Même si ce n'était pas un rôle facile, Agnès Blanchot, ma compagne à la ville, a tout de suite accepté d'interpréter la compagne du Capitaine Malinowski. Elle a été un soutien aussi bien devant que derrière la caméra.
Le suivant à avoir rejoint le projet a été Jacques Frantz. J'en ai toujours été fan. Aurélien Recoing est arrivé le dernier. Je ne voyais personne d'autre que lui face à Jean Dujardin. Pour la scène où Malinowski découvre sa petite fille, il me fallait la confrontation de deux puissances.
Je suis aussi très heureux d'avoir pu avoir Jean-François Garreaud, à qui j'ai demandé de se laisser pousser les cheveux, pour le rôle de Salinas, et Jean-Pierre Cassel, qui apporte tout son vécu au rôle du docteur. Il faut aussi noter la performance de la petite Alexandra Goncalvez, dont c'est la première apparition au cinéma.
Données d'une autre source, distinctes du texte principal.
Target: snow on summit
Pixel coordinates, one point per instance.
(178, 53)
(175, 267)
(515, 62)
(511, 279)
A tous les postes, tous m'ont aidé à concrétiser ce que j'avais imaginé à l'écriture. Le chef opérateur, la scripte, mon assistant, et tous les autres ont été des références, des appuis, de vrais coéquipiers. La similitude avec une opération de police est finalement assez juste. Quand on est à la tête d'une troupe d'hommes sur le terrain, on doit gérer des compétences, des ego, des personnalités différentes mais complémentaires. Plus l'opération a été préparée en amont, plus on est capable de répondre à l'imprévu. Cette opération était aussi risquée pour l'équipe car ils acceptaient de travailler avec quelqu'un d'inconnu, qui n'avait encore rien fait. Pour une première expérience, j'ai bénéficié de conditions idylliques.
Je suis viscéralement imprégné du monde policier. Pour l'instant, je ne me pose pas la question d'écrire ou réaliser autre chose qu'un polar. Au dernier jour de tournage, j'ai eu le sentiment d'avoir accompli une étape. J'aime écrire et j'ai aimé mettre en scène. Particulièrement sur cette histoire, avec tout ce qu'elle réserve de suspense et d'émotion.
J'ai d'abord découvert le scénario. Dès les premières pages, j'ai ressenti une émotion immédiate, puissante, ce qui est assez rare. L'histoire était prenante, touchante et, en tant que comédien, j'y trouvais ce que j'espère toujours en ouvrant un script : la surprise d'un personnage qui m'entraîne ailleurs. Il y a ensuite eu la rencontre avec Franck Mancuso. C'est quelqu'un qui en impose. Quand il parle, on a envie de l'écouter. Il parle de ce qu'il connaît, cela se sent. Il pouvait me faire connaître un milieu dont j'ignore tout.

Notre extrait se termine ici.